In recent years, spring and summer have become the seasons belonging to the superhero. Year after year, Hollywood studios release films featuring old favorites like Spider-Man and the X-Men. This year, we already have Iron Man creating a buzz in theaters, and later on we'll have Batman returning in the highly-anticipated The Dark Knight.
Superheroes are everywhere and as a result, they're now being taken a little more seriously in other aspects of our society, including the art world. And last week, a special exhibition honoring the influence of superheroes opened in New York's Metropolitan Museum of Art. I was able to check out the exhibition, Superheroes: Fashion and Fantasy, over the weekend. While it was a little smaller than I expected it would be, it was still a neat experience and I'm glad I had a chance to see the exhibition.
The exhibition, brought about by the support of Giorgio Armani and Condé Nast, aims to reveal the connections between fashion and the superhero. Basically, as the Met's Web site puts it, "the superhero serves as the ultimate metaphor for fashion and its ability to empower and transform the human body."
The folks at the Met organized the exhibition by themes, which include "The Aerodynamic Body," "The Armored Body," and "The Mutant Body." Visitors get the chance to view actual superhero costumes from films alongside clothing designed by the likes of Armani, Dolce & Gabbana, and the late Gianni Versace.
The exhibition starts off with Superman, showing us how the "S" logo on his chest is really not all that different from the logos we see on brand-name clothing.
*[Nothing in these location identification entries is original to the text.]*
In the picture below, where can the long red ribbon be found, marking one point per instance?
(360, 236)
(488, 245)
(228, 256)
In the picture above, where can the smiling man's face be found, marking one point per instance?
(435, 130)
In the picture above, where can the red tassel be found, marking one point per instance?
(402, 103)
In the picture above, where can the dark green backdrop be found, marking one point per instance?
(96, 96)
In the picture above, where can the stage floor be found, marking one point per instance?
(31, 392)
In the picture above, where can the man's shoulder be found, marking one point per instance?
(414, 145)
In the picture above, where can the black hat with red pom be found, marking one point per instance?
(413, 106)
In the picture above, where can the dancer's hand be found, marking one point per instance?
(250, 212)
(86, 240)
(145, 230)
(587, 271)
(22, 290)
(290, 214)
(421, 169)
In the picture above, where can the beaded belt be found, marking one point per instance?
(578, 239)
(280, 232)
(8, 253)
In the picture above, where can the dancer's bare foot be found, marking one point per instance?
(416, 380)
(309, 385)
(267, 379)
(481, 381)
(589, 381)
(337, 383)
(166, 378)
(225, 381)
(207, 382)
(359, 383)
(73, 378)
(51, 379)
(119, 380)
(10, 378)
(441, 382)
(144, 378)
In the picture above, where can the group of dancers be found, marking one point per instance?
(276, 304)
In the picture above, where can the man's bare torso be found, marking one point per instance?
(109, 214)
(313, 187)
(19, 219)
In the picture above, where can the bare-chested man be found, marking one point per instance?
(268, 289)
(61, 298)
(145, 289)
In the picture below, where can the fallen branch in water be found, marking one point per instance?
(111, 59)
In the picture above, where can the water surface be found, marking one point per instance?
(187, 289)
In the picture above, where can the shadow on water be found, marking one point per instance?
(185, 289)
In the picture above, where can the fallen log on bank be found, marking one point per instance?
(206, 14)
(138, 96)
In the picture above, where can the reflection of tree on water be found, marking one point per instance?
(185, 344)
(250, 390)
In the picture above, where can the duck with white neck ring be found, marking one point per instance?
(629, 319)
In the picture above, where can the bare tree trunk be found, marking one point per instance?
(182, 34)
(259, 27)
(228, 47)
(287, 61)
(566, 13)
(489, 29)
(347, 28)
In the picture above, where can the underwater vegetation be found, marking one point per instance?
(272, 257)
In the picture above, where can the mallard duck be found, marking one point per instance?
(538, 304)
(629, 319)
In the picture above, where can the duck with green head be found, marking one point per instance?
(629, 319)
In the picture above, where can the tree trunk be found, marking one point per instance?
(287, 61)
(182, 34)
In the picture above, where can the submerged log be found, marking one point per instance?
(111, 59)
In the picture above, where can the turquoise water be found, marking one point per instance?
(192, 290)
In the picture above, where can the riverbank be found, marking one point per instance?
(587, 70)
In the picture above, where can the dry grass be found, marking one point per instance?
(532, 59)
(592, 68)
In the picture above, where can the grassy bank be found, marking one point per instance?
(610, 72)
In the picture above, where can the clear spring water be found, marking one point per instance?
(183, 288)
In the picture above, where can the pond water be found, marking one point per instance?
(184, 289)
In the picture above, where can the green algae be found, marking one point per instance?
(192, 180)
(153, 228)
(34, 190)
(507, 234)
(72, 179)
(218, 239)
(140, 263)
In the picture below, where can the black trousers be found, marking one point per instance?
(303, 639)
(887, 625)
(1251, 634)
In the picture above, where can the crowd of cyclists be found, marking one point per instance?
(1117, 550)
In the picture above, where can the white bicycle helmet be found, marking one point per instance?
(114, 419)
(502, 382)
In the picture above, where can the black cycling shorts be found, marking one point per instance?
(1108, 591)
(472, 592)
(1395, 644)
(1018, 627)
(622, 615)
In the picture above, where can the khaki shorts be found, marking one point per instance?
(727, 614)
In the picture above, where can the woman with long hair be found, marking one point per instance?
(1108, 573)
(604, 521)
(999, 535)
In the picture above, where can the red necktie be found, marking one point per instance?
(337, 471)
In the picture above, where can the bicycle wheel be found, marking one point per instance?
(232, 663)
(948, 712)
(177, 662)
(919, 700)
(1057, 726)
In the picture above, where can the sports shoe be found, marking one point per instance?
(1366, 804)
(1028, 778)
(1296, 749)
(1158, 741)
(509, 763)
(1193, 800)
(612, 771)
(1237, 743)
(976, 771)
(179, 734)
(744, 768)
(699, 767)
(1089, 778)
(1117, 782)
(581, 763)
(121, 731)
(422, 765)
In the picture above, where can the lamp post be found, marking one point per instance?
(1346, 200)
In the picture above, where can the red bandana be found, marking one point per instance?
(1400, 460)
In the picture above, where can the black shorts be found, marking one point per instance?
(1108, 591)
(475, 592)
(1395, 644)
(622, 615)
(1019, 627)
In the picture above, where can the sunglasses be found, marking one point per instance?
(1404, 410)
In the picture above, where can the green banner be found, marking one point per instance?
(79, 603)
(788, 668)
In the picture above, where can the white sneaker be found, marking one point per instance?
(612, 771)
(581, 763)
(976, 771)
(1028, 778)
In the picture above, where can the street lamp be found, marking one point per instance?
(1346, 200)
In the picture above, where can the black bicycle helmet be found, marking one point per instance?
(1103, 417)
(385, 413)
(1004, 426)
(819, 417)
But the coolest part for all the geeks visiting the exhibition is the opportunity to view a mannequin dressed as Clark Kent transform into Superman. The Superman costume seen here is the same one worn by Christopher Reeve back in the 1970s.
"The Graphic Body" portion of the exhibition revolves around Spider-Man. One gets to see two of the Spidey costumes from the recent films, along with designer gowns that really draw upon the spirit of this superhero due to the inclusion of a "web" design. Sidenote: the Spider-Man costumes seen in the films really do have that interesting rubbery appearance. It seems that CGI hasn't played much of a part in enhancing the costume's look.
There are of course, quite a few more things that I could mention, but I'd prefer not to turn this entry into a laundry list. So I'll just mention a few more interesting aspects of the exhibition. "The Mutant Body" was a neat display, featuring gowns that contained some animal-like elements. I was also able to take a look at the application used as the Mystique "costume" in the X-Men movies — and honestly, I can't imagine what a pain it must have been to both apply and remove it from one's body.
And last but not least, I'd like to mention two things that were personal highlights for me — getting to see the new batsuit worn by Christian Bale in the upcoming The Dark Knight, along with Michelle Pfeiffer's catsuit from Batman Returns. The former was just really neat to see, especially since the costume involves some redesigning that means live-action Batman should have less of a stiff neck when we see him in the movies. But looking at it in person also helped me understand why so many actors have had issues wearing the many incarnations of the batsuit to begin with. Meanwhile Pfeiffer's catsuit, which also shows how tiny the actress must have been while filming, is practically a relic at this stage. Slightly battered and falling apart at the seams, it really is something that belongs in a museum even though it's not that old to begin with.
All in all, the exhibition was a fun way to spend a Saturday afternoon. So if you're the least bit interested in superheroes, fashion or both, and find yourself at the Met between now and early September, I'd recommend checking it out.